Beyoncé's Embarrassed to Play Songs from Her New Album for Her Mom




01/03/2014 at 07:15 AM EST



Beyoncé says it was important to get back in touch with her sexy side after she gave birth to her daughter, Blue Ivy, in 2012, and while she did that with a series of raunchy videos and explicit lyrics on her surprise new self-titled album, there's a part of her that feels a little red-faced about some of the things she sang about.

In her fourth YouTube mini-documentary, Liberation, which accompanies the visual album she released in December, the singer-songwriter, 32, admits that there's one song in particular – "Partition" – that is so X-rated she's embarrassed to play it for her mom, Tina Knowles.


"It takes me back to being in my car as a teenager. It takes me back to when me and my husband first meet, and he tries to scoop me and he thinks I'm the hottest thing in the world," she says. "I kinda had this whole fantasy of being in the car, and this whole movie played in my head. I didn't have a pen and paper. I got to the mic, I'm like, 'Oh, press Record.' Starts singing Driver roll up the partition please, I don't need you seeing 'yoncé on her knees…"

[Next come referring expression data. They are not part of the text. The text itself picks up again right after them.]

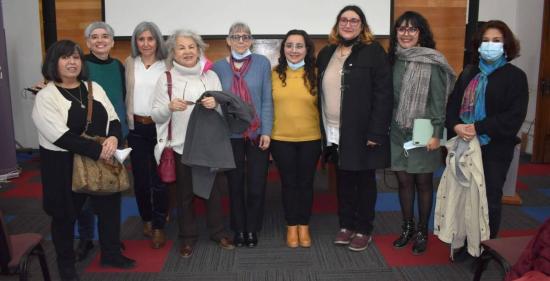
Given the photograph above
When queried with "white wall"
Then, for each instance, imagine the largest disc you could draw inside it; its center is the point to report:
(525, 19)
(23, 43)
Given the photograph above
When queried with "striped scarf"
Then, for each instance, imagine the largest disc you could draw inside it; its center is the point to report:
(239, 87)
(473, 101)
(415, 84)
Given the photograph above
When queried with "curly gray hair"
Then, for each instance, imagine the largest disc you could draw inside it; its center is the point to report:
(160, 54)
(171, 43)
(98, 24)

"I was so embarrassed after I recorded the song because I'm just talking s–––," she says. "I'm like, 'I can't play this for my husband!' I still haven't played it for my mom. She's going to be very mad at me."


And just wait till Mama Knowles sees the video, which features her little girl writhing on a stage at the Crazy Horse nightclub while her cigar-smoking hubby, Jay Z, watches.


"The day that I got engaged was my husband's birthday and I took him to Crazy Horse and I remember thinking, 'Damn, these girls are fly,' " she explains. "I just thought it was the ultimate sexy show I've ever seen. And I was like, 'I wish I was up there. I wish I could perform that for my man,' so that's what I did for the video."


The singer says it was important to show off her post-baby body in the videos.


"I was very aware of the fact that I was showing my body," she said. "I was 195 lbs. when I gave birth. I lost 65 lbs. I worked crazily to get my body back. I wanted to show my body. I wanted to show that you can have a child and you can work hard and you can get your body back."


"Just because you become a mother it doesn't mean you lose who you are."